Lo demás —las comas, los cortes, el ajuste final— puede conseguirse con un buen equipo editorial. O con tiempo. O con errores y nuevas correcciones. En lo personal, creo que los libros están bien: cuentan lo que querían contar, no decepcionan, y si llegan al lector adecuado, quizás incluso lo acompañen.
¿Qué aprendí del proceso de autopublicar?
Primero, que autopublicar es simplemente decir: “voy a sacar este libro al mundo sin esperar que alguien me lo autorice”. Es un salto sin red editorial, pero con libertad plena.
Uno pone el trabajo, el dinero y las ganas. Y también el control: decides el precio, el formato, la portada, y sabes exactamente cuántos ejemplares se han vendido sin pasar por laberintos de intermediarios.
Escribes lo que quieres, sin mirar por encima del hombro si el mercado aprueba o no. Nadie te dice que un elfo melancólico no es “comercial”, o que deberías cambiar el final porque “no impacta lo suficiente”.
Claro que las editoriales siguen teniendo lo suyo. Sobre todo si son grandes: distribución asegurada, visibilidad, lectores que confían en su catálogo. Y eso pesa, es cierto.
Pero autopublicar es una forma de empezar, de compartir, de asumir el oficio con humildad y convicción.
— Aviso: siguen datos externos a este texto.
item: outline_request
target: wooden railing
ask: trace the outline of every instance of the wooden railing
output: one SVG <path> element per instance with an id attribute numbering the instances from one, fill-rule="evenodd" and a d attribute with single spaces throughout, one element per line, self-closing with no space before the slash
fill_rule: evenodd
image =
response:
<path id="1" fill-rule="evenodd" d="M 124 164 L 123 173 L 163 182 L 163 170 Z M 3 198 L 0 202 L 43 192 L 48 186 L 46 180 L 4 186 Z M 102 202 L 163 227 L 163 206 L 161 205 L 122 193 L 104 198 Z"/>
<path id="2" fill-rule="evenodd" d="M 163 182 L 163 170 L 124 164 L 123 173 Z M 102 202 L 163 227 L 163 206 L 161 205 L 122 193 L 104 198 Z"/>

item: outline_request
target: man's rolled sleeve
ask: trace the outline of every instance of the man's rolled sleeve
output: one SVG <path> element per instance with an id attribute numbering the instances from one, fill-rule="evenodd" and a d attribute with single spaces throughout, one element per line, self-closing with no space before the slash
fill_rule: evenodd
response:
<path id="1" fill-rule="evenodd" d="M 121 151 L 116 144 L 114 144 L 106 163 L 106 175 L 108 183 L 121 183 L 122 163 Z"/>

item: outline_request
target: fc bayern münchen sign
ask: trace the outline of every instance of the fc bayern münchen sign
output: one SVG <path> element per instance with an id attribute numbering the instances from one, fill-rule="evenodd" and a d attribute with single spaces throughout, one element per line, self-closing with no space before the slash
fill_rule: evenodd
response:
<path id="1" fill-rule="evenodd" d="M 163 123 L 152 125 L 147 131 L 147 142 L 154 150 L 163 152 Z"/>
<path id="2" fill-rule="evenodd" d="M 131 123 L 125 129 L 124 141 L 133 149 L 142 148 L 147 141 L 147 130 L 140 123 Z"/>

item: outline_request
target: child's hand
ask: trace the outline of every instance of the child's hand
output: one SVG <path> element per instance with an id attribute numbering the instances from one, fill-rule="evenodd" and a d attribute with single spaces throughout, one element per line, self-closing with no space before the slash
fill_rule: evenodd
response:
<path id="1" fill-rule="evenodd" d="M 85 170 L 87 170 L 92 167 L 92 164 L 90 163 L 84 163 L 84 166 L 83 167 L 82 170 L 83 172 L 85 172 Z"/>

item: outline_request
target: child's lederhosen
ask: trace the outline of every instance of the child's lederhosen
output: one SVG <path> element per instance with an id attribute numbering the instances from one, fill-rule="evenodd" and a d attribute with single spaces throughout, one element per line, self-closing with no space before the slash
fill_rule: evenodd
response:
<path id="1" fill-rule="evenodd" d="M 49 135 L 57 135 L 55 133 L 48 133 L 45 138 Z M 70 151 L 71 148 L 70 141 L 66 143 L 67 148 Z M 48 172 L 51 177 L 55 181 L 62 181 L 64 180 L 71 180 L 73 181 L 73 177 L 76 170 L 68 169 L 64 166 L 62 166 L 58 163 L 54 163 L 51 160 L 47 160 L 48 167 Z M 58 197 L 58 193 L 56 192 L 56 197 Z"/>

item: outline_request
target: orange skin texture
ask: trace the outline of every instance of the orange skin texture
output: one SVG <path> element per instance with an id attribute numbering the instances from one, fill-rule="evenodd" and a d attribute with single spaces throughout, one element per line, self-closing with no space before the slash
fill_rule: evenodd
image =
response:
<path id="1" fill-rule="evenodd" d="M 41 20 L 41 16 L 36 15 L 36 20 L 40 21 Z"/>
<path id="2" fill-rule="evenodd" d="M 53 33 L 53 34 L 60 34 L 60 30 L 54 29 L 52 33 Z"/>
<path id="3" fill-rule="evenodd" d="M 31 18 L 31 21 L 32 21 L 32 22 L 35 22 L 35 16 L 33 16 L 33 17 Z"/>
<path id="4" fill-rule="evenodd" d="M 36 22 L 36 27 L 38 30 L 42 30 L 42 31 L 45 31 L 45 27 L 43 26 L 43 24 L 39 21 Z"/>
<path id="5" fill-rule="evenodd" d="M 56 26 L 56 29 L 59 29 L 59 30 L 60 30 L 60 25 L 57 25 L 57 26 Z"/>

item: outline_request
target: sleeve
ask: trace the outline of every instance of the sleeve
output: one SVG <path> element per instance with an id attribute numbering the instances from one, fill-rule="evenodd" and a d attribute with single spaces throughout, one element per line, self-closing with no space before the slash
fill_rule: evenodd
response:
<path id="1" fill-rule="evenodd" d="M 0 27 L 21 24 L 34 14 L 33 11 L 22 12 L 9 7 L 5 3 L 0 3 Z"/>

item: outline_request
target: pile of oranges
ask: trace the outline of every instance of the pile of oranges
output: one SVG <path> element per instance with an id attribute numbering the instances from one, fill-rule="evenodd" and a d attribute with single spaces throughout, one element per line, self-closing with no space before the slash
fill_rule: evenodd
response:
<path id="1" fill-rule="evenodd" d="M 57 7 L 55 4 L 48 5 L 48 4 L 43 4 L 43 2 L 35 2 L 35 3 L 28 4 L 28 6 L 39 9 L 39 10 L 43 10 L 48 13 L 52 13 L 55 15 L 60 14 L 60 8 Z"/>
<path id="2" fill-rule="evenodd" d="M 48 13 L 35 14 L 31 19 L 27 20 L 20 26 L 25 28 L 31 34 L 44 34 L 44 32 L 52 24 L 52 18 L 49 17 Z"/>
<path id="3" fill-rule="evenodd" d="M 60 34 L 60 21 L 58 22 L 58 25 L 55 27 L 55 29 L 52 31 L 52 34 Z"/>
Sin esperar el permiso de nadie.
Sobre mis libros en autopublicación
Empecé por la poesía —porque uno siempre empieza por ahí, como quien aprende a caminar en la cuerda floja—. Después vinieron los cuentos: misterio, fantasía sutil, algo de lo cotidiano con grietas. Y una novela corta de distopía, porque también me interesa imaginar mundos que se deshacen un poco antes que el nuestro.
Hay más, pero siguen esperando su turno para salir del catálogo de primer borrador. Así que, por ahora —y quién puede saber si habrá tiempo para editar otros más adelante— solo tres libros.
Dejarlos disponibles es una forma de tender puentes. Si alguien encuentra en ellos algo que le haga compañía, ya valió la pena.
En próximas entradas compartiré algunos de esos textos.